Par la mort-dieu, qu’au fond vous semblez le connaître !
Comme musicien, je vous trouvais bien grand,
Illustre Coppola, tout à l’heure, et peut-être
Le philosophe en vous est-il plus surprenant.

« Et dire, ô maladroit, que pour un lunatique
Je vous prenais d’abord, quand vous m’avez parlé
De sorcier, d’alchimie et d’eau cabalistique,
De Mozart dans votre encre à Bellini mêlé ;
Mais ce n’était, je vois, que simple rhétorique,
Et de l’allégorie à présent j’ai la clé !

— « Rhétorique, monsieur ! je parle sans figure ;
Avouez-le tout net, vous ne me croyez pas.
N’importe ! vous serez convaincu, je le jure ;
Venez jusque chez moi, je demeure à deux pas.
D’ailleurs, la nuit est belle à courir l’aventure. »
Et, parlant de la sorte, il me prit par le bras.

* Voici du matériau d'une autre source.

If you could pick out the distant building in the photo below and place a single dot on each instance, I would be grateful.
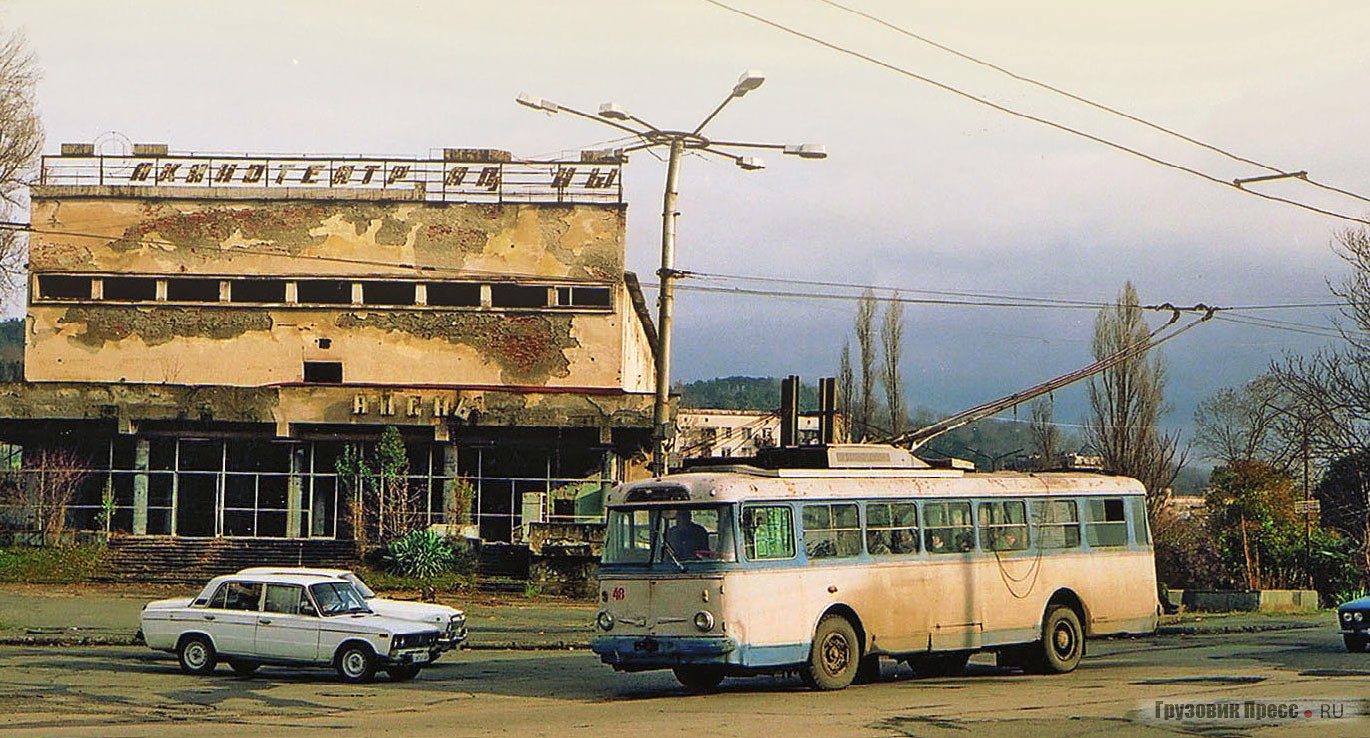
(211, 332)
(725, 433)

Nous cheminâmes donc par l’ombre et le silence
Cinq minutes au plus, et bientôt au détour
Des jardins de l’hôtel du résident de France,
Dont les tilleuls en fleur embaumaient le faubourg,
Mon homme fit un signe, et s’arrêta tout court
Devant une maison de modeste apparence.

Au palais enchanté nous touchions, grace au ciel ;
Il sonna, nul ne vint d’abord à son appel,
Et lui, de résonner alors de main de maître.
Déjà son large front devenait solennel,
Quand nous vimes enfin s’éclairer la fenêtre,
Et sur les blancs rideaux une ombre disparaître.

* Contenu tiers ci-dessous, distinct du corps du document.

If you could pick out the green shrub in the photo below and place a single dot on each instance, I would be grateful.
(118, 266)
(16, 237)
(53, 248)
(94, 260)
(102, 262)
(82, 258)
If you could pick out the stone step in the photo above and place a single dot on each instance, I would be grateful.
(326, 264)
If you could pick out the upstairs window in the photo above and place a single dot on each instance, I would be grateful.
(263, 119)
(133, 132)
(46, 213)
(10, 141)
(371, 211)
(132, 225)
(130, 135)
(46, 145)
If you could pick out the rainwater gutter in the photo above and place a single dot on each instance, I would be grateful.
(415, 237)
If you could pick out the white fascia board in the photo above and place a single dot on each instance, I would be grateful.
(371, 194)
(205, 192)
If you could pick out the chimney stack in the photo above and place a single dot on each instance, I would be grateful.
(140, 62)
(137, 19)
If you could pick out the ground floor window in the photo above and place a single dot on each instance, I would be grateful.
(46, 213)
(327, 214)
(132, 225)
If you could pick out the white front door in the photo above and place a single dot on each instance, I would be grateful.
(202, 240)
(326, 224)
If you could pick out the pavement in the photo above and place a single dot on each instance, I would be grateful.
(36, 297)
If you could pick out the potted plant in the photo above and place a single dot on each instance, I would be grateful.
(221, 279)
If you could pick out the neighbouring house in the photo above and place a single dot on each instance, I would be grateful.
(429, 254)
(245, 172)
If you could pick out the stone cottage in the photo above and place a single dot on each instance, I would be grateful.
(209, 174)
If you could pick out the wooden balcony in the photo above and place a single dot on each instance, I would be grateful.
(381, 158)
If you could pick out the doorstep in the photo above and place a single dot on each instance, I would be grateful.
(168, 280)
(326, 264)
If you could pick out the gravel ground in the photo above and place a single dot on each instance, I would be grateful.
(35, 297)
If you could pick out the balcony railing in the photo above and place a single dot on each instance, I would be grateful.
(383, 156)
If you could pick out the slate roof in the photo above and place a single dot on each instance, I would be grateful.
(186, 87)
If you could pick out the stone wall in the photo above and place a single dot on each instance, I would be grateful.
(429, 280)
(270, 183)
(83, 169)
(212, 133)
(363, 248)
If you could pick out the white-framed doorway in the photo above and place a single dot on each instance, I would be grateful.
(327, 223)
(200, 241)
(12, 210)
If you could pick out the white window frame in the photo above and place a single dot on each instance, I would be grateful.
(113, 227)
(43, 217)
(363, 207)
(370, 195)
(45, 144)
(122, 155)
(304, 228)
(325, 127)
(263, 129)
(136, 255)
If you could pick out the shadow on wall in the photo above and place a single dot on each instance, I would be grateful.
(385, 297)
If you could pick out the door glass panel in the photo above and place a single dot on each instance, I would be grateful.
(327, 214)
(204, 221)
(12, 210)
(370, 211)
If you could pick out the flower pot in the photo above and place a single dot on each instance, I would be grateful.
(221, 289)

On ouvrit, et soudain, non, jamais œil plus bleu,
Jamais lèvre plus pâle et plus décolorée,
Ne frappa mes regards ! Sur le pas de l’entrée,
Une enfant nous reçut, une vierge éthérée ;
Seize ans ! une ame prête à s’envoler vers Dieu !
La bougie en ses mains semblait un lys de feu.